100% laminated wood, 24.7” scale with a Parlor sized body. Saddle & nut: Plastic, on board Preamp EQ: 2-band, with tuner(generally a deal breaker for me) I don't like the sides or top of any solid wood body with a cut out for on board conveniences.
This Ibanez PNB14E Parlor Acoustic-Electric Bass Guitar is easy to grab, the acoustic volume is fine, tuners work and stay in tune. I can actually use it with an accompanying guitar and it maintains it’s presence. In 1964 this would of been less than $30
On the electric side I picked up this “one in a thousand” Squire Bronco about 5 years ago. It was pointed out to me by a Guitar Center Manager who also builds violins. This bass in 1954 would of been $18.
|
|
jeffscott
Wholenote
Rickenbacker Guru..............
Posts: 139
Age: GOF
|
Post by jeffscott on Dec 13, 2021 18:46:53 GMT -5
Another POV: my first starter bass when I decided to become a bassist was a late '60s 7ender Jazz Bass. You can only go up from there.
|
|
|
Post by themaestro on Dec 13, 2021 23:23:37 GMT -5
My first bass was around 1973. I was a poor college student and finally got the $55 it took for a mail-order Japanese Hofner Beatle bass copy. What a complete piece of junk. Terrible frets. The action was a mile high (well, only a quarter-mile high. After about a year, I moved on to a more decent, but still sub-par Jazz copy. I forget the price, but it was about $125. 1979, I plunked down $350 for a brand new Peavey T-40. Wow, that new CNC manufacturing made for a consistently good product. It really changed the low-end guitar/bass world.
These days, it is hard to get a bad cheap instrument. Yeah, the tuners and hardware may be junky. The fret ends may need a little dressing, but necks are decent, the frets are all in the right places and everything intonates.
I have a S101 Pbass copy that I bought for $100 used. I can't find one thing wrong with it and I have gigged it. I have bought a couple real cheapies ($100 or less used) that I gave to kids that wanted to learn how to play. I had the cheapest Squier Pbass (Afinity model) and with a setup, it was a great playing instrument.
Yup, they don't make them like they used to. They make them orders of magnitude BETTER.
|
|
|
Post by hushnel on Dec 14, 2021 12:09:43 GMT -5
My first bass was fairly good, I got it for Christmas of 1965. The Farmus Atlantik. A simi hollow body electric bass, Bill Wyman used a Framus at the time. Kind of a strange price but I found this listed on Reverb $2,337.11. Others closer to half that price.
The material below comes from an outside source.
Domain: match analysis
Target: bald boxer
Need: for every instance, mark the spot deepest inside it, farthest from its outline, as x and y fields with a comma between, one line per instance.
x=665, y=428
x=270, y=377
For years I had intonation problems with it, it was slight but I had to bend a couple of the strings to achieve intonation. While living in Pittsburgh I took it to a shop to get new strings and be adjusted. They told me nothing could be done about intonation, at least they only charge me for the strings. Turns out they were idiots. I didn’t get into building instruments until my life settled down and I had a small workshop. When I fist moved up to the farm, back in 2013 or so I had a much nicer shop about 1,600 sq feet. I put the old Framus on the bench to clean up and check it out. This bass has an adjustable floating bridge. I put new flatwounds on it and adjusted the intonation by setting the bridge in the proper place and the saddle adjustments all dead center of their travel. In a matter of minutes I had the intonation nailed. From the nut to the end of the fingerboard intonation was right on. Bastages, all those years and it was just a stupid simple adjustment. I’ve used it at gigs occasionally since then.
|
|
|
Post by Taildragger on Dec 14, 2021 12:15:02 GMT -5
I picked up a used SX shorty "J"-style bass for under $100 a few years ago. I did replace the lackluster, stock pups with DiMarzio DP-123s and shield the cavities with copper foil, but the fundamental platform was sound (no pun intended) making that upgrade worth the money/effort. The whole investment came in under $200 + about an hour of time and a bit of solder.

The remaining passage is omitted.